Me quedé jodido
Me había obsesionado con la idea de que aquella moneda era una especie de talismán que me pertenecía y no estaba dispuesto a renunciar a ella
Juan José Millás
Escritor.
En el suelo del vagón del metro había una moneda que nadie veía, excepto yo. No me podía agachar a recogerla porque me daba un poco de vergüenza. ¿Qué haría cuando la gente se volviera? ¿Exhibirla en alto con mirada interrogativa por si alguien reclamara su propiedad? Los usuarios entraban y salían en cada estación sin que nadie reparara en ella. ¿Será una alucinación?, me pregunté. No lo creí. Me había operado recientemente de cataratas y mi vista había mejorado de manera increíble. Me lo dijo la médica que me revisó poco después, cuando fui a renovarme el carné de conducir:
-Tiene usted una vista de águila.
En estas, me dio por pensar que cuanto más tiempo continuara la moneda en su sitio, más deseos se cumplirían para mí. Por cada estación, un deseo. Pasaron seis, siete, ocho, nueve estaciones (seis, siete, ocho, nueve deseos, contabilizaba para mis adentros). En esto, entró en el vagón un tipo con zapatillas deportivas, la pisó, y se le debió de quedar pegada a la suela, pues cuando volvió a levantar el pie ya no estaba. Seguí al tipo, que hizo un transbordo dos paradas después, por si se le desprendía. Me había obsesionado con la idea de que aquella moneda era una especie de talismán que me pertenecía y no estaba dispuesto a renunciar a ella. Cuando se le desprendiera, la recogería sin miramiento alguno para convertirla en un colgante o algo así. Pero no se le desprendía.
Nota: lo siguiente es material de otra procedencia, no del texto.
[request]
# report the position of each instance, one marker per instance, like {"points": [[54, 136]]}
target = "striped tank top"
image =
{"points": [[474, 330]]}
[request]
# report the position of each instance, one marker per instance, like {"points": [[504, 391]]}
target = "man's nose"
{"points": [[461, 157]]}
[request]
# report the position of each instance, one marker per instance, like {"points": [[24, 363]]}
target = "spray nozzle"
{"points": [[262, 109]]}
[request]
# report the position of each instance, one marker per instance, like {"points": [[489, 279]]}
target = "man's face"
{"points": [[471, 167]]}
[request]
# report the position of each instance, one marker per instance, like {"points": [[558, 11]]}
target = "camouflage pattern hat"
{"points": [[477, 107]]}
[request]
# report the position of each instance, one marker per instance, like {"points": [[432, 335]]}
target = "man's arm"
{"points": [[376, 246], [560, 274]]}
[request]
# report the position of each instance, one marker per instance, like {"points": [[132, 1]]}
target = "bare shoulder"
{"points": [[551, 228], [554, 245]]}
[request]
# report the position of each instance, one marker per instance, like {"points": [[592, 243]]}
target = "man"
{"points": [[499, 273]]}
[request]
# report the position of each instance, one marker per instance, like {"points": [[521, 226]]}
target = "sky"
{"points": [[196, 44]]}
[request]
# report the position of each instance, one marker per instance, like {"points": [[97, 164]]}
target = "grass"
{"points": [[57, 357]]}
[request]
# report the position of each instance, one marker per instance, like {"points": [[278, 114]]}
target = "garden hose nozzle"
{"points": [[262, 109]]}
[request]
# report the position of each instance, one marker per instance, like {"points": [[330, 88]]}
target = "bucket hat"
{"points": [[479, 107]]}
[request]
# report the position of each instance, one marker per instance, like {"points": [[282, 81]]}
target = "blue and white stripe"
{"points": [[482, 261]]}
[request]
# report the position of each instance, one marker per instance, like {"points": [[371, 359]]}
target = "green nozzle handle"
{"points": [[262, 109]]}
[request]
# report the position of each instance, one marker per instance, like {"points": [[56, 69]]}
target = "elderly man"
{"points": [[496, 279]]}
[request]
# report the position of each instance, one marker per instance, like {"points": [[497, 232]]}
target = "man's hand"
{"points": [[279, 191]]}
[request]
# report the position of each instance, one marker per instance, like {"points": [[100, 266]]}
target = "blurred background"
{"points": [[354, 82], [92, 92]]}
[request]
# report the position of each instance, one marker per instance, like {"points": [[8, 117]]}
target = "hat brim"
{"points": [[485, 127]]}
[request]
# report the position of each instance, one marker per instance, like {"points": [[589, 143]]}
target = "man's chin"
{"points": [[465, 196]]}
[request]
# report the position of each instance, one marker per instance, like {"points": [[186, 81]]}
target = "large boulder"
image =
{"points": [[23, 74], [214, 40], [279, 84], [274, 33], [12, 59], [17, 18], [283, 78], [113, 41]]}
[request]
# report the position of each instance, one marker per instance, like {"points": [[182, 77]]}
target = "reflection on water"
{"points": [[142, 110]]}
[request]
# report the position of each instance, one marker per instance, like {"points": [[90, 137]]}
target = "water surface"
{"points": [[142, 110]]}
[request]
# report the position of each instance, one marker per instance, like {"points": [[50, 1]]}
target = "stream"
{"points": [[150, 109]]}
Las estaciones transcurrían como en un sueño sin que ocurriera nada. En esto, el sujeto realizó un movimiento raro con el pie y la moneda cayó sin que nadie lo advirtiera. Me agaché al instante sobre ella y la rescaté. Justo entonces apareció un indigente al que no tuve más remedio que entregársela, pues era lo que todo el mundo me pedía con la mirada. Seguí al indigente, que se apeó enseguida y, ya en la calle, lo abordé.
-Le compro la moneda de dos euros por un billete de cinco -le propuse.
El indigente observó la moneda, que apretaba en su mano, valoró la oferta, compuso un gesto de codicia y dijo que no, que ni por un billete de veinte. Tampoco por uno de cincuenta.
Me quedé jodido, la verdad. Me quedé sin magia.